China's GDP in the third quarter expanded 4.9 percent year-on-year, causing the economy to bounce back into the positive territory of 0.7 percent growth in first three quarters, according to official data released on Monday, as the country's economic recovery accelerated amid a rebound in domestic consumption, better-than-expected exports and improving investments.
Though GDP growth from July to September missed expectations, China still takes the lead in realizing economic recovery while other countries around the world continue to struggle with COVID-19 and subsequent economic recessions, analysts said.
Because consumers returned to restaurants and shopping malls, and tourists and businessmen hopped on flights and trains, China's retail sales rose 3.3 percent in September year-on-year, widening from 0.5-percent growth in August, according to figures announced by the National Bureau of Statistics (NBS).
Tian Yun, vice director of the Beijing Economic Operation Association, tied the warming consumption to growing confidence in China's epidemic controls and its capacity to deal with coronavirus outbreaks in different cities, which have matured through experience.
"Better-than-expected exports and investments also improved people's income, boosting spending and driving up consumption," Tian told the Global Times.
China's per capita disposable income for the first three quarters reached 23,781 yuan ($3,549) and posted actual growth of 0.6 percent y-o-y, returning to positive growth for the first time this year in the wake of coronavirus impact.

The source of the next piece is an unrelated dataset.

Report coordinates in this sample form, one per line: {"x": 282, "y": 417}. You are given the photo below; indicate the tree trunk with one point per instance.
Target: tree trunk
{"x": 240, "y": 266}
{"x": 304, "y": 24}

"Unlike the situation of strong production but weak demand in the second quarter, both channels paved the way for strong growth in the third quarter. In particular, domestic demand is speeding up the revival," Liu Xuezhi, an economist at the Bank of Communications, told the Global Times.
However, Gao Liankui, research program director of China and World Economic Governance at Renmin University of China, said that current consumption remains relatively sluggish due to the lack of powerful stimulus measures, underscoring the degree to which China's economic growth now mainly relies on consumer spending.
In addition, consumer inflation slowed in September, so challenges will persist until the end of the year.
"The floods in summer and political impact on global investment and free trade may have dragged China's Q3 GDP growth," Cong Yi, a professor at the Tianjin University of Finance and Economics, told the Global Times on Monday, but added that the statistics are still relatively normal.
"4.9 already shows that China has taken the lead in realizing economic recovery even as the global economy enters recession due to the pandemic," Cong underscored.
On the production end, China's industrial output rose by 5.8 percent in the third quarter on a yearly basis, NBS said. The number followed an outstanding official manufacturing purchasing managers' index, which stood at 51.5 in September, as the world's factory hummed and churned out goods without a break for both domestic needs and overseas demand.
China's exports jumped 10.2 percent year-on-year to 5 trillion yuan in the third quarter, while imports were up 4.3 percent to 3.88 trillion yuan, previous official data showed.
It is the first time for fixed-asset investment to rise 0.8 percent year-on-year from January to September.
The fixed-asset investment in the third quarter was partly boosted by the accelerated recovery of infrastructure investment, as sales of construction machinery such as excavators and heavy-duty trucks rebounded sharply for several consecutive months, said Lian Ping, head of the Zhixin Investment Research Institute.
Industry data from cvworld.cn showed that in September, sales of heavy-duty trucks were estimated at 136,000, an increase of 5 percent month-on-month and 63 percent year-on-year.
Analysts said the economic data for the third quarter will support China to achieve an annual GDP expansion of about 2-3 percent, despite a global recession due to the pandemic.
"As the virus strikes emerging economies that used to send goods to developed countries, some orders are now shifting to China, and this will further support the country's economy," Tian said, adding the trend will continue until next year. He predicted China's GDP will grow by about 6 percent in the fourth quarter and 2-3 percent for the full year.
A report from the Zhixin Investment Research Institute predicted that China's GDP will grow by 7 percent in the fourth quarter, with full-year growth of 2.7-3.3 percent.
However, Tian noted that the job market still poses severe challenges this year, as the COVID-19 outbreak was a blow to the services sector, which provides the majority of jobs for new college graduates.
China reported that its urban unemployment rate stood at 5.4 percent in September, lower than 5.6 percent in August.
In addition, many families borrowed more during the first half of the year, resulting in the ratio of household debt to GDP to continue to rise.
Tian mentioned this as another concern, warning that the trend may continue this year.
"But China will reach its goal of poverty alleviation this year as favorable policies in rural China are strong and many jobs have been created in underdeveloped regions," Tian added.